Not a big deal, you’d think, right?  Messy car, college kid, whatever.

Not a big deal if you’re driving around.  But when you get rear ended and your car dies blocks away from your house and the tow truck is coming to get it the next day, well, it is a big deal.

Full story:  I got rear ended on the freeway.  I ended up being able to drive my car around another week, thank goodness.  After a week, however, it stopped working.  Who knows why–maybe because it was an old car, maybe the accident had jarred it.  

Anyway, I was parked up the hill from my house.  I had just returned home from school.  It was 9pm.  The tow truck was coming to get my car the next day and it was FULL of stuff. Like FULL.

I needed to get my stuff out.

For the next couple of hours, I rolled a shopping cart back and forth from my car to my apartment.  It was loud on the street at 9pm.  It was embarassing.  I lived

3 stories up and had to carry my stuff up without an elevator.  While coming in the door, I broke a jar full of lentils to make soup and had to sweep it up in the midst of everything.

It was not fun.

Recently, I went through another not fun experience–I was rear ended again.  I am holding up okay injury wise–I’ll live.  This time, my car was undriveable right away.  I called a tow truck from the scene and while I waited, I gathered my important things – my purse and a small box of car-related documents from the glove box, anything I needed media-wise and a couple of cans of soda water I was keeping in there to drink.

Not having a bunch of crap in my car to worry about in the midst of drama, tears a totaled Chevy Malibu, a three car pile-up and police statements, a big drawn-out insurance claim and lots of trips to the chiropractor, massage therapist and acupuncture was really helpful.  I didn’t have to worry about going up to the tow yard (in who knows whatever car I would have!) to gather millions of things.  I knew I had what I needed right there.  I didn’t have to worry.

There are a couple of reasons I bring this up.  One is that people often like to keep a bunch of stuff in their car to be prepared.  However, what I learned from this experience is that the best way to be prepared is to have less stuff – usually you don’t get stranded with the need for 12 mini-bags of goldfish crackers and a case of water.  (Well maybe?  I don’t know.  Have you?  I’m willing to withdraw that statement if necessary.)

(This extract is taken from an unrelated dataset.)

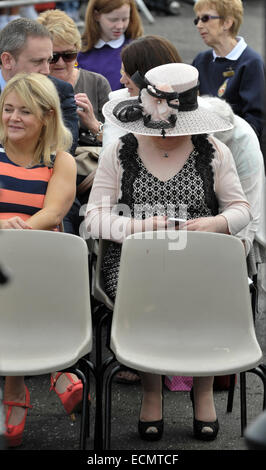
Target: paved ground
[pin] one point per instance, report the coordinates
(49, 429)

The other reason I bring this up is I feel like it relates pretty solidly to real life.  In the case of an emergency or tragic event, having more usually doesn’t make things easier.  If you need to leave town to take care of a loved one, having a bunch of stuff to manage at home can be a huge burden.  And if you have a house full of stuff and have to move quickly?  Forget it.

Keeping things simple can be the relief you need in the midst of tragedy.  I know it was for me.